Reputation:
After spending weeks doing analysis on my dataset, I come to realise something fishy that could actually impact the accuracy of my analysis (too bad).
In my table segments
containing user's trip segments splitted by user's travel mode, such that each segment has true value on its corresponding travel mode, I realised that some segments actually are having true values for more than one travel mode.
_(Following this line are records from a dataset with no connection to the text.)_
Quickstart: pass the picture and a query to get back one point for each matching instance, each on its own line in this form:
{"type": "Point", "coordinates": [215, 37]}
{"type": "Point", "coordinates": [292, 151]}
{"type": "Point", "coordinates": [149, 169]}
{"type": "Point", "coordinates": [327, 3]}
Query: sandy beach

This could be errors from users' annotation, for example:
SELECT trip_id, segment_id, true_foot, true_bike, true_bus, true_car, true_metro
FROM segments
WHERE trip_id=533888 limit 10;
trip_id | segment_id | true_foot | true_bike | true_bus | true_car | true_metro
---------+------------+-----------+-----------+----------+----------+------------
533888 | 55 | t | f | f | t | f
533888 | 53 | t | f | f | t | f
533888 | 51 | t | f | f | t | f
533888 | 49 | t | f | f | t | f
533888 | 47 | t | f | f | t | f
533888 | 45 | t | f | f | t | f
533888 | 43 | t | f | f | t | f
533888 | 41 | t | f | f | t | f
533888 | 37 | t | f | f | t | f
533888 | 35 | t | f | f | t | f
(10 rows)
In this case, the segment was annotated for both foot
and car
mode.
I'm left with no option than:
get the total number of such segments (if they aren't many, skipped them in my filtering)
somehow manually check with the users' to verify mode per segment (worst scenario: time consuming, underreporting, error prone).
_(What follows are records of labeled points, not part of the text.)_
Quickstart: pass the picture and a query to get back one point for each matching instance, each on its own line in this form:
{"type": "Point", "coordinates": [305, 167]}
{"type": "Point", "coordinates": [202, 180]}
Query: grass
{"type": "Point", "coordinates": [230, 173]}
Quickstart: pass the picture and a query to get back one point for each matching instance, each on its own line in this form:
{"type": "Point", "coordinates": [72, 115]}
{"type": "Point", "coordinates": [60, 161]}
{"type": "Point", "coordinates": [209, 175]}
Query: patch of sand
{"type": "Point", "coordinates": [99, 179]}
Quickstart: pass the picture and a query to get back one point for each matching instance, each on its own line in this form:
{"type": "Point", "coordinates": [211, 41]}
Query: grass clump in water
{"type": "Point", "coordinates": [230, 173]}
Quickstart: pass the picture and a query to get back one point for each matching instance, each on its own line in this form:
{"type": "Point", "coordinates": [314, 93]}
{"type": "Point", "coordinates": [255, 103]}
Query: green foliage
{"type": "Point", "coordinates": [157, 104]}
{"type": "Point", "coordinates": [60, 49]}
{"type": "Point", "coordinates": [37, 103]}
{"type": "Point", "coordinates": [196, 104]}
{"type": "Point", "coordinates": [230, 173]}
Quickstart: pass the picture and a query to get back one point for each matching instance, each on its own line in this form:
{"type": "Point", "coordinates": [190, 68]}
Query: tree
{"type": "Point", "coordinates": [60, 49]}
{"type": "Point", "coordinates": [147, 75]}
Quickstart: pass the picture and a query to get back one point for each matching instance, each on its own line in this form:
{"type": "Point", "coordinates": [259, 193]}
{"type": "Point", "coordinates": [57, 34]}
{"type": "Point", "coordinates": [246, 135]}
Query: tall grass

How do I get the count of segments with more than one travel mode?
Upvotes: 0
Views: 513
Reputation: 26046
You can cast the boolean
to integer
and then count the rows that have true
in more than one column:
select count(*)
from segments
where (true_foot::integer + true_bike::integer + true_bus::integer + true_car::integer + true_metro::integer) > 1
Upvotes: 1